An outdoor consultation event in collaboration with Standard Practice, where locals had the opportunity to have their say on Planit's Whitefield masterplan.
Designing for “everyone” can result in spaces that meet no one’s needs. It was recognised that different groups experience space in distinct ways, including students from diverse ethnic backgrounds, women and girls navigating safety, neurodivergent people managing sensory overload, and adolescents seeking both freedom and security. Meaningful inclusion requires choice, flexibility and engagement, and must be systemic rather than superficial.
Finally, throughout the event, storytelling emerged as a powerful tool for impact. People connect with narratives more than metrics, and both large and small stories of change matter. Storytelling helps reveal hidden networks of care, challenges assumptions in data, and supports imagination, collective visioning and more human‑centred placemaking.

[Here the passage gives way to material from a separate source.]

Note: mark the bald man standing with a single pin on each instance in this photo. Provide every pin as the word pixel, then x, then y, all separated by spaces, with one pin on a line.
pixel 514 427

Students having their say on upcoming public realm works at the University of Salford, and taking part in a clay workshop.
Whilst Planit’s Regenerative Design Tool can employ a range of quantitative indicators to set targets and track progress, much of the Social Foundation inevitably focusses on qualitative aspects. Our Creative Engagement work is participatory and promotes open ended collaboration that enables all citizens to effect change. We’ll be sharing more soon, and in the meantime considering how more storytelling, tales and narrative histories can enrich and be woven into our approach.